ChatGPT gave me this nice example of the general steps on how to go about using a PINN to speed up a physics solve, btw!

I think the tough part of using the PINN, from my very basic understanding, is that unless you spend the time to build a very large data set, the PINN you train will have a fairly narrow set of applicable use cases.

But lets say you need to refine and iterate a simulation many times, or create many instances of a certain kind of simulation, then the PINN could greatly accelerate that.


Step 1: Define the geometry of the system that you want to simulate.

In Houdini, you can create a 3D model of the system that you want to simulate using its built-in modeling tools. For example, you could create a simple geometry, such as a ball falling onto a plane.

Step 2: Use a physics engine to simulate the system and generate observational data.

In Houdini, you can use its built-in physics engine to simulate the system and generate observational data. For example, you could set up a rigid body simulation where the ball falls onto the plane and bounces off.

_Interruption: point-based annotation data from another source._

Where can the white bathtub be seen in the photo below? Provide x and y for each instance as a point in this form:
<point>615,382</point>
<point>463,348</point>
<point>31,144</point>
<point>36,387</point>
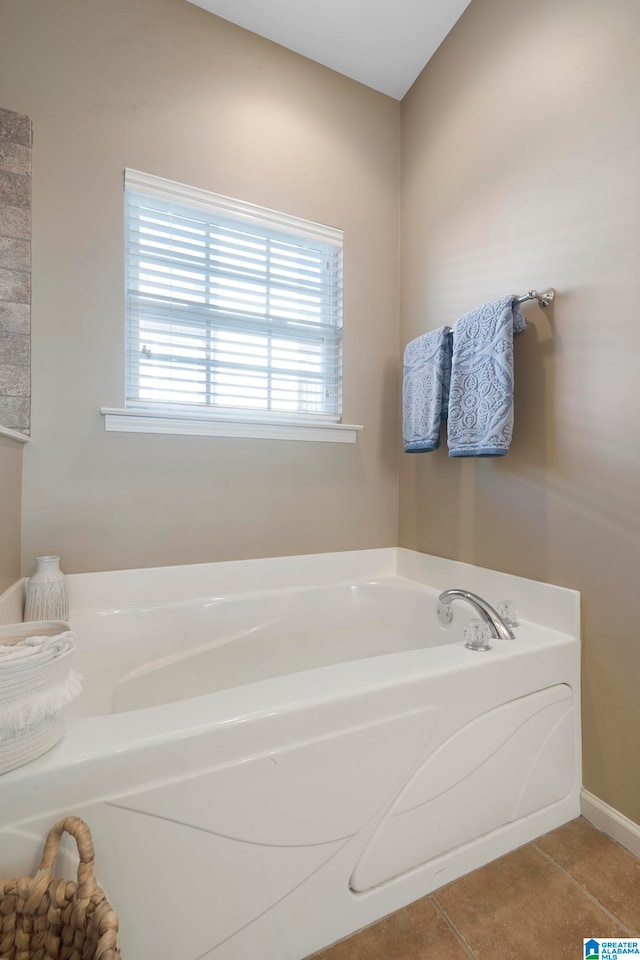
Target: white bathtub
<point>272,754</point>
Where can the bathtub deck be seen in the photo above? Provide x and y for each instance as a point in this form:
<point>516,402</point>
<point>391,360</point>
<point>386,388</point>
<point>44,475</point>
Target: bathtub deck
<point>539,901</point>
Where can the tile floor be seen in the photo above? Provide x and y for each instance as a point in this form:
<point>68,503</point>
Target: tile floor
<point>537,902</point>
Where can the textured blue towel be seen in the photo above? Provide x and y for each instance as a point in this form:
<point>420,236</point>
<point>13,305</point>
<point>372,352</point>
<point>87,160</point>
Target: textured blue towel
<point>481,394</point>
<point>425,389</point>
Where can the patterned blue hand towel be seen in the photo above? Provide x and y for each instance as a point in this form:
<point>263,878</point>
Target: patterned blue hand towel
<point>481,394</point>
<point>425,389</point>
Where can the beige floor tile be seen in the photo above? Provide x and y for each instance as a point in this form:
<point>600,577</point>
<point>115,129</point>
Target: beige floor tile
<point>521,906</point>
<point>416,932</point>
<point>608,871</point>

Step 3: Train a PINN using the observational data and the physical laws that govern the system's behavior.

To train the PINN, you need to provide it with both the observational data and the physical laws that govern the system's behavior. For example, in the case of the ball falling onto a plane, you could provide the PINN with the initial position and velocity of the ball, as well as the laws of gravity and collision.

In Houdini, you could use a machine learning framework, such as TensorFlow or PyTorch, to create and train the PINN. You would need to define the PINN architecture and loss function, and then train the network using the observational data and physical laws as inputs.

Step 4: Use the trained PINN to predict the system's behavior under different conditions, instead of simulating it using the physics engine.

Once you have trained the PINN, you can use it to predict the system's behavior under different conditions. For example, you could use the PINN to predict how the ball would behave if it was dropped from a different height or if it was made of a different material.

In Houdini, you could create a new simulation where you input the different conditions and use the trained PINN to generate the simulation results.

To summarize, in this basic example, you could use Houdini to create a simple 3D model, simulate it using its built-in physics engine, train a PINN using the observational data and physical laws, and use the trained PINN to predict the system's behavior under different conditions. This approach can significantly reduce the computational cost of the simulation, as the PINN can make predictions much faster than the physics engine can simulate the system.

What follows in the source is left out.